Семейная жизнь также не была особенно радостной для поэта: средства его были крайне невелики, так как, хотя он и считался еще номинально профессором Collége de France, но получал не все жалованье, а лишь 3000 франков, остальные же две тысячи шли его заместителю. Приходилось искать какой-либо работы ради хлеба, и поиски часто были неудачны. Так, один книгопродавец заказал было ему популярную историю Полыни на французском языке, но потом отказался от представленной работы, найдя ее слишком большою. Положение грозило еще ухудшиться, когда в 1852 году – уже после государственного переворота – французское правительство окончательно лишило его кафедры, а вместе с тем и жалованья. Мицкевич подал просьбу министру народного просвещения, указывая, что причиной прекращения его лекций было не что иное, как предсказание возвращения Бонапартов к власти во Франции, и добился некоторого результата.
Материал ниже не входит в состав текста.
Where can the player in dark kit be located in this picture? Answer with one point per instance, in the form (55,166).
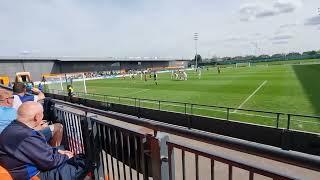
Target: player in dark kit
(155,78)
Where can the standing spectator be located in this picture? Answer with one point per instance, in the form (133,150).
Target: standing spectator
(40,87)
(19,89)
(8,113)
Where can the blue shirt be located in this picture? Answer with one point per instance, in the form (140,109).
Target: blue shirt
(24,152)
(8,114)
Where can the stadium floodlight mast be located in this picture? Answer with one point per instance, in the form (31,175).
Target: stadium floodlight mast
(195,38)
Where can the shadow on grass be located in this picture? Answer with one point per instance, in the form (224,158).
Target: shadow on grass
(309,77)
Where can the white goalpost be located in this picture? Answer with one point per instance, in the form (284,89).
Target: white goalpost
(245,64)
(60,81)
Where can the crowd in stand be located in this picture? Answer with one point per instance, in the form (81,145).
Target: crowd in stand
(30,147)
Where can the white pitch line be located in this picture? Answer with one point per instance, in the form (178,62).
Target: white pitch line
(144,90)
(249,97)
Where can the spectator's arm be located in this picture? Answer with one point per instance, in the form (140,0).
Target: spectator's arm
(35,150)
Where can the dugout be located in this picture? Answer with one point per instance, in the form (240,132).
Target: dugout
(23,77)
(4,79)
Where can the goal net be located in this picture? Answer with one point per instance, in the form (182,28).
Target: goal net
(245,64)
(59,82)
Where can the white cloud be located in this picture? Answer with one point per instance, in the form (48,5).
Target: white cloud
(254,11)
(153,28)
(313,21)
(282,37)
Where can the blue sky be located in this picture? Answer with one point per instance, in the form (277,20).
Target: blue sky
(163,28)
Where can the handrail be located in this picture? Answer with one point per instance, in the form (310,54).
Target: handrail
(204,105)
(290,157)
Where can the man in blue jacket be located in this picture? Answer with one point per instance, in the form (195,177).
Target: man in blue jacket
(24,151)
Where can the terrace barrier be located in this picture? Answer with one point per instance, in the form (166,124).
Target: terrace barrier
(287,139)
(122,153)
(279,120)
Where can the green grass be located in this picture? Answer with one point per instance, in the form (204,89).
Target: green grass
(287,88)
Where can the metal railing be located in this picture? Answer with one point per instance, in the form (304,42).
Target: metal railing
(308,123)
(197,153)
(122,153)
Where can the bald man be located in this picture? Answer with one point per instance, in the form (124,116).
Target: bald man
(8,113)
(24,151)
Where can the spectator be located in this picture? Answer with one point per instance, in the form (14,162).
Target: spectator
(20,95)
(41,86)
(54,132)
(70,90)
(24,151)
(8,113)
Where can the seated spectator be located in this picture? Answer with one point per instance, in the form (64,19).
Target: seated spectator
(23,150)
(8,113)
(25,154)
(20,89)
(53,133)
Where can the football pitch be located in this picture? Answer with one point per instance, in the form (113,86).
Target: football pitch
(276,88)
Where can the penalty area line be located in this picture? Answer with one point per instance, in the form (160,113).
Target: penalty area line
(144,90)
(249,97)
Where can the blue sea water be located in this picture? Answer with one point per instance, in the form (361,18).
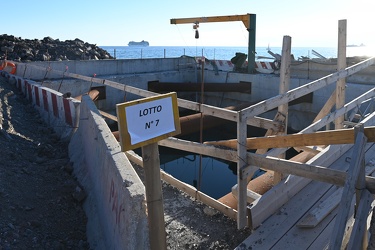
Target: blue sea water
(217,177)
(224,53)
(212,53)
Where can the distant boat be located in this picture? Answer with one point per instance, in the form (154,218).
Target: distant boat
(141,43)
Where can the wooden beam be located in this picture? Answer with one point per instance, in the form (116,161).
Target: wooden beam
(341,65)
(251,195)
(293,94)
(241,164)
(349,188)
(330,137)
(284,87)
(316,215)
(358,237)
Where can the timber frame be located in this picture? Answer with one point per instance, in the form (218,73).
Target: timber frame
(252,215)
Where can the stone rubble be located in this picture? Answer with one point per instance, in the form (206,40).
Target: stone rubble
(48,49)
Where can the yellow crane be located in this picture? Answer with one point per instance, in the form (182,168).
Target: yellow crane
(249,20)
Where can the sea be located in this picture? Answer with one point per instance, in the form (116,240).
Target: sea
(226,53)
(214,177)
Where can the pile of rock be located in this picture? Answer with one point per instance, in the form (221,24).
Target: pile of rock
(48,49)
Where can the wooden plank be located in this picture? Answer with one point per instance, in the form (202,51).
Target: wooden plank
(154,197)
(205,109)
(329,137)
(327,119)
(283,192)
(360,224)
(356,160)
(317,214)
(341,65)
(313,172)
(250,195)
(241,164)
(327,107)
(274,228)
(293,94)
(279,232)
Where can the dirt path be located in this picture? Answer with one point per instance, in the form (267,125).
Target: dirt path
(40,202)
(37,205)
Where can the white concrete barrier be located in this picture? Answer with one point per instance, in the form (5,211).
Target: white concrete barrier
(115,205)
(60,113)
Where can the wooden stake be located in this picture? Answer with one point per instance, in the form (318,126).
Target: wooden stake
(154,196)
(341,65)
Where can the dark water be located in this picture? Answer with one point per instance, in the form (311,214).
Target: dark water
(217,177)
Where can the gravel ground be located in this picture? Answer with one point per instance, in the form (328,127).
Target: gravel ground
(41,201)
(39,206)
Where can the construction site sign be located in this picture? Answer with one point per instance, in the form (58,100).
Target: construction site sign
(147,120)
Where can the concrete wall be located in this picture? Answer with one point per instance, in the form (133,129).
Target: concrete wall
(265,86)
(103,67)
(116,202)
(59,113)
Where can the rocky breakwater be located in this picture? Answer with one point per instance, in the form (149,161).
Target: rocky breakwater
(48,49)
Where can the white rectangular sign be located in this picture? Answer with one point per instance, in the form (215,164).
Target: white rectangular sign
(150,119)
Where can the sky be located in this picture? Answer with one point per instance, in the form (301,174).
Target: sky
(116,22)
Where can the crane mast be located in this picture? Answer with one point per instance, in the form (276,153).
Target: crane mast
(249,20)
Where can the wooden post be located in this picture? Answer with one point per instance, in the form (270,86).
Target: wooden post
(341,65)
(251,47)
(241,164)
(349,187)
(154,196)
(284,87)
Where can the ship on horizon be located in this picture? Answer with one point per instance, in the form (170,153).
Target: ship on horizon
(142,43)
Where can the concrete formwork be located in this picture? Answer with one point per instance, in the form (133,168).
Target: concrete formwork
(116,200)
(115,205)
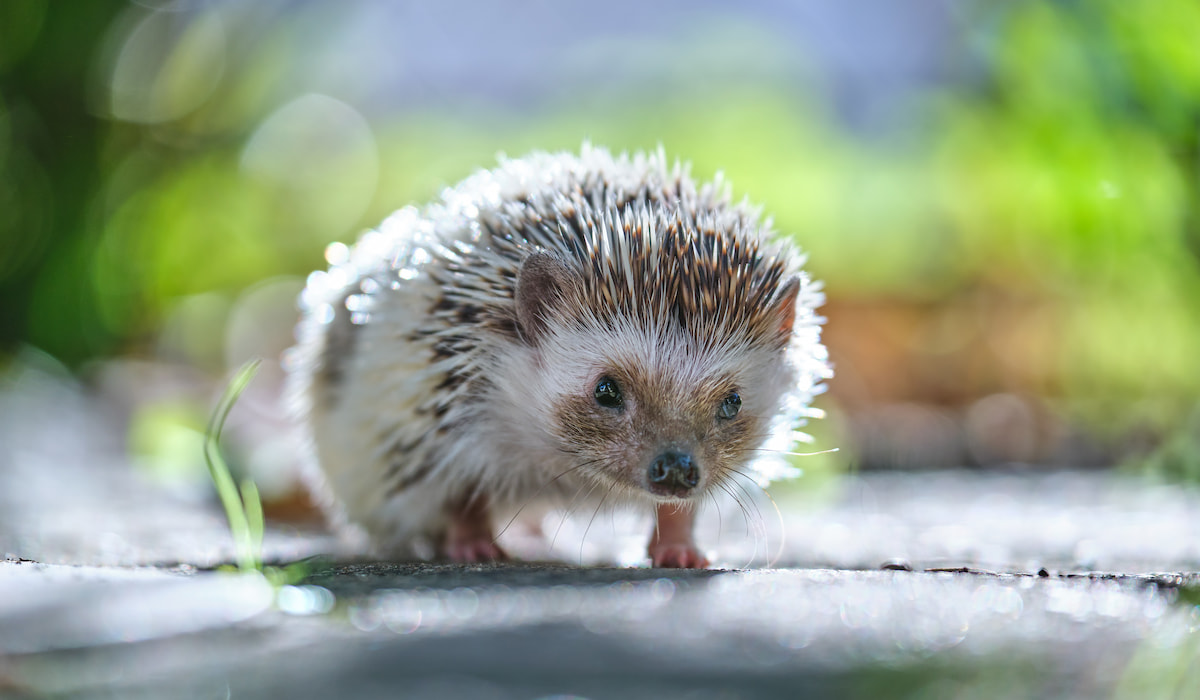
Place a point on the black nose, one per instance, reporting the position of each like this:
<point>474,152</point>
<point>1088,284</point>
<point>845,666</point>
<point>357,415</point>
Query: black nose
<point>673,471</point>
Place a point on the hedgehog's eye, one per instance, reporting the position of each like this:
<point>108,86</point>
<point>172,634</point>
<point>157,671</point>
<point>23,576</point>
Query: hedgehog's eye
<point>730,406</point>
<point>609,394</point>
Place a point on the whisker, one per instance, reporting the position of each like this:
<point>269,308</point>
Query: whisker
<point>538,492</point>
<point>745,518</point>
<point>569,509</point>
<point>588,528</point>
<point>762,521</point>
<point>763,449</point>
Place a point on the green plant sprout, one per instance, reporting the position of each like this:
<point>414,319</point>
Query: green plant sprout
<point>243,507</point>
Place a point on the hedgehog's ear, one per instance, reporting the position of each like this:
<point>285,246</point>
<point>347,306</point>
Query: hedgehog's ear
<point>543,282</point>
<point>785,306</point>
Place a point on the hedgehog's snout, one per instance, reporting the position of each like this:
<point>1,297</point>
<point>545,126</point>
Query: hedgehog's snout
<point>673,473</point>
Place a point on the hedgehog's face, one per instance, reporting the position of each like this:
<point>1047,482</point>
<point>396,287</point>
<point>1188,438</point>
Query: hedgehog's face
<point>665,419</point>
<point>637,400</point>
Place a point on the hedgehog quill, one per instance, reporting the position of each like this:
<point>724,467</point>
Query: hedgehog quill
<point>562,327</point>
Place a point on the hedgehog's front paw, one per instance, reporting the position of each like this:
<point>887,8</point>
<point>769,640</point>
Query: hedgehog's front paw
<point>676,556</point>
<point>469,537</point>
<point>671,544</point>
<point>469,551</point>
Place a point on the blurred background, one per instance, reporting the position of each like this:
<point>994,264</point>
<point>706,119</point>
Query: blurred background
<point>1001,197</point>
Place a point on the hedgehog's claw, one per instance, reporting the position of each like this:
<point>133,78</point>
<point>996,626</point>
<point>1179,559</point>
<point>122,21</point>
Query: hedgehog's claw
<point>676,556</point>
<point>469,551</point>
<point>671,545</point>
<point>469,537</point>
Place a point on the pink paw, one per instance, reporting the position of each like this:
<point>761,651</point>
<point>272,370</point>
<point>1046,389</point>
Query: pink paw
<point>677,556</point>
<point>469,551</point>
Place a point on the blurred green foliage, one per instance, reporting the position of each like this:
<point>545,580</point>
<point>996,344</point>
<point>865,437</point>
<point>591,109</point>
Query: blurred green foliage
<point>151,159</point>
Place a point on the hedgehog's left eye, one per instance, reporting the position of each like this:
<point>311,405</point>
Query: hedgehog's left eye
<point>730,406</point>
<point>607,394</point>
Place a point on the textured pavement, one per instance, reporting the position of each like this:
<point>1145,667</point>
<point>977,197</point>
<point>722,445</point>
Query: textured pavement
<point>922,585</point>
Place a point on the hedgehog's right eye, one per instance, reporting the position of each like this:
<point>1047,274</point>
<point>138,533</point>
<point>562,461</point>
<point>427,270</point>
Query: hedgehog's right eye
<point>609,394</point>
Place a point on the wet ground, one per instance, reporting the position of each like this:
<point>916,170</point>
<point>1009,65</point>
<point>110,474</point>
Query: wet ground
<point>935,585</point>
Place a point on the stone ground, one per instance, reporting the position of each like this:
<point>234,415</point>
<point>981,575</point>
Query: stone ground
<point>921,585</point>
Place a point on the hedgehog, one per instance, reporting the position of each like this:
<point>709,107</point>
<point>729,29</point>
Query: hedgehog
<point>561,329</point>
Кафедры ему, положим, не возвратили, но дали место библиотекаря в арсенале с жалованьем в 2000 франков и квартирой. Пришлось довольствоваться, однако, и этим, и Мицкевич занял свое новое место, на котором оставался вплоть до 1855 года. В этом году умерла его жена, и, частью для того, чтобы рассеять скорбь от этой потери, частью надеясь принести пользу своим землякам, Мицкевич ухватился за мысль организации польских легионов в Турции.
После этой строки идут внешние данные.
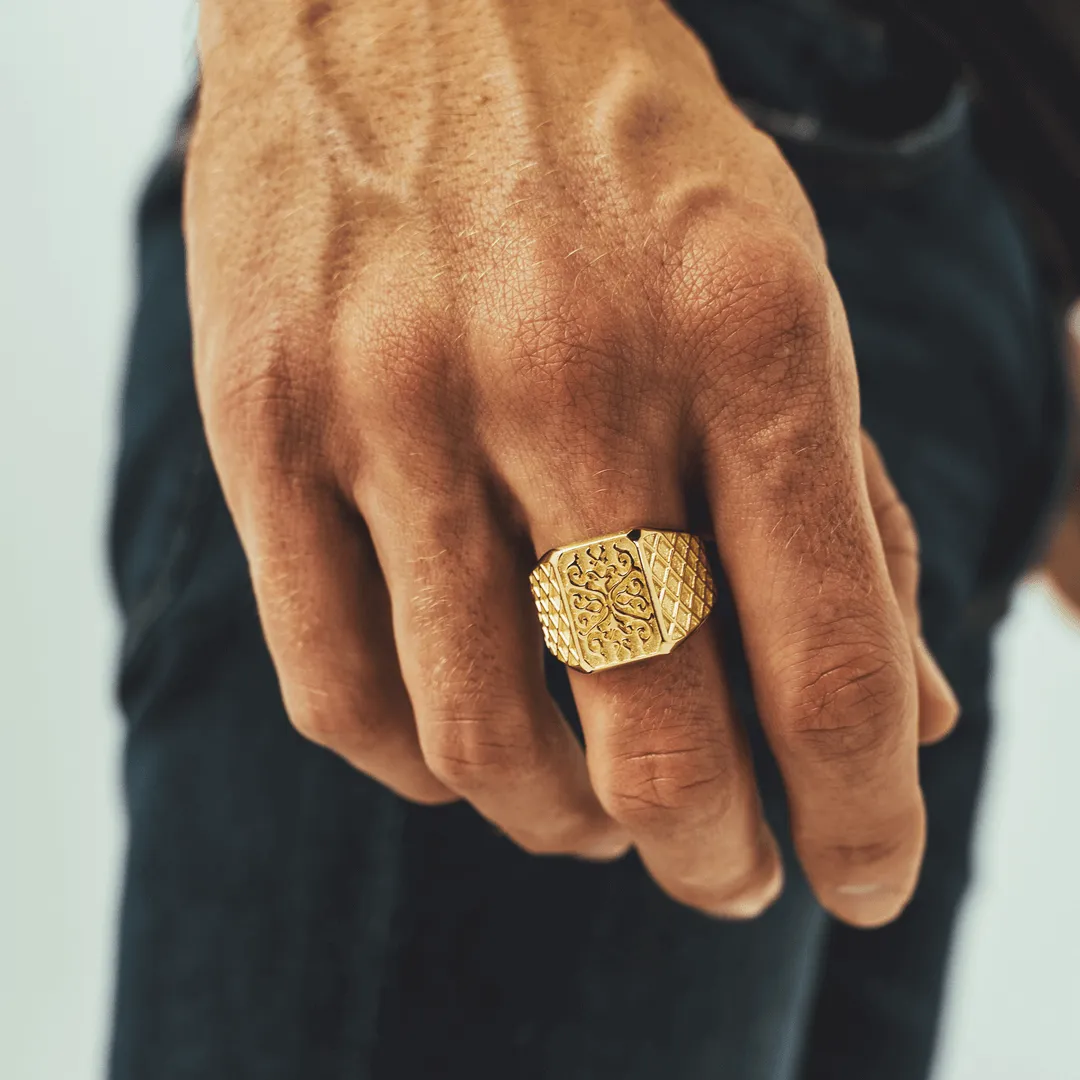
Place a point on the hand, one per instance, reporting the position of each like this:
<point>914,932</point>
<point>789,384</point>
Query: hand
<point>1063,558</point>
<point>470,281</point>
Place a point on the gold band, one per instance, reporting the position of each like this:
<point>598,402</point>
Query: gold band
<point>623,597</point>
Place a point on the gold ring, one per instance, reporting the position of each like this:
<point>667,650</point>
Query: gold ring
<point>624,597</point>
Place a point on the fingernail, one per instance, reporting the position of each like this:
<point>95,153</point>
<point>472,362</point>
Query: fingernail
<point>868,904</point>
<point>939,684</point>
<point>750,905</point>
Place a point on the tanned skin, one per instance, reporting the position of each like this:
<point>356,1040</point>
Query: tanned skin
<point>474,279</point>
<point>1063,559</point>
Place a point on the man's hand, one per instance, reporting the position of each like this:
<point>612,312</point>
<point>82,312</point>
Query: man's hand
<point>474,279</point>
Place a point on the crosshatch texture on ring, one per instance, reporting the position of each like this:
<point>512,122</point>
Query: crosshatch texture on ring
<point>623,597</point>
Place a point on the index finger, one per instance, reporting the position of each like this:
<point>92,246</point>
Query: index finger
<point>828,650</point>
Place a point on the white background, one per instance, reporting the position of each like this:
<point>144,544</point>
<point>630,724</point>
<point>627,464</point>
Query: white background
<point>85,91</point>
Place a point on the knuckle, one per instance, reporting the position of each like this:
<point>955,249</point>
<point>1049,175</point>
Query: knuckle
<point>325,724</point>
<point>471,751</point>
<point>895,842</point>
<point>767,298</point>
<point>896,527</point>
<point>853,696</point>
<point>572,363</point>
<point>266,409</point>
<point>652,787</point>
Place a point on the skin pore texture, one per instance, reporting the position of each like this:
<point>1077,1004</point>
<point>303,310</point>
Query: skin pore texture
<point>474,279</point>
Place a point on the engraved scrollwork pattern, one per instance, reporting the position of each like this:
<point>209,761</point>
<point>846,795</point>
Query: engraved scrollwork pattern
<point>609,603</point>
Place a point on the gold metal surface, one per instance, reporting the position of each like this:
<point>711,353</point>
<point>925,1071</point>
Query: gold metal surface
<point>623,597</point>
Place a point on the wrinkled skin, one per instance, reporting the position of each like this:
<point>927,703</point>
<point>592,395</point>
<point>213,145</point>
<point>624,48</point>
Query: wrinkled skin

Ему казалось, что наступило опять время для деятельности, и Товянский, с которым он возобновил еще в 1853 году прерванную было перед этим переписку, укреплял его в этом мнении. Итак, выхлопотав себе у французского правительства поручение, касавшееся образования польских легионов, он отправился в Константинополь. Недолго, однако, ему пришлось пробыть в этом городе: прожив здесь около двух месяцев, причем все это время было посвящено хлопотам по устройству польских легионов, он опасно заболел и 28 ноября 1855 года скончался, почти 58 лет от роду.
Тело его было перевезено в Париж и похоронено на кладбище Монморанси; лишь в 1890 году оно было перенесено на польскую землю – в Краков.
Так закончилась эта жизнь великого поэта, заключавшая в себе немало странного и еще больше мрачного, жизнь, в течение которой на его долю выпало гораздо больше горя и разочарования, чем радостей. Его увлечение мистицизмом, вытекавшее как из личных особенностей его натуры, так и изо всей общественной обстановки, в которой он вырос и действовал, наложило мрачную тень на всю вторую половину его жизни, особенно тяжелую и страдальческую, очевидно, для него самого. С мистическим направлением у него связывались, однако, широкие общественные идеалы. Невозможность примирения этих начал теперь очевидна сама собою; она ясно сказалась, между прочим, и в судьбе самого польского поэта, и проповедовавшегося им учения, вместе с ним сошедшего в могилу. Но, зная это, мы должны для правильной оценки этого увлечения, помимо всех личных обстоятельств жизни Мицкевича, помнить и то, что мысль о решении всех запросов, представляющихся жизнью человечества, путем нравственно-религиозного экстаза, переходящего в мистицизм, издавна имела широкое распространение и почти на наших глазах обольщала весьма сильные умы. Как бы то ни было, эти личные заблуждения Мицкевича исчезли бесследно, – но живет другая сторона его деятельности, равным образом неразрывно связанная с его личностью, – его поэзия, впервые давшая польской литературе общеевропейское значение.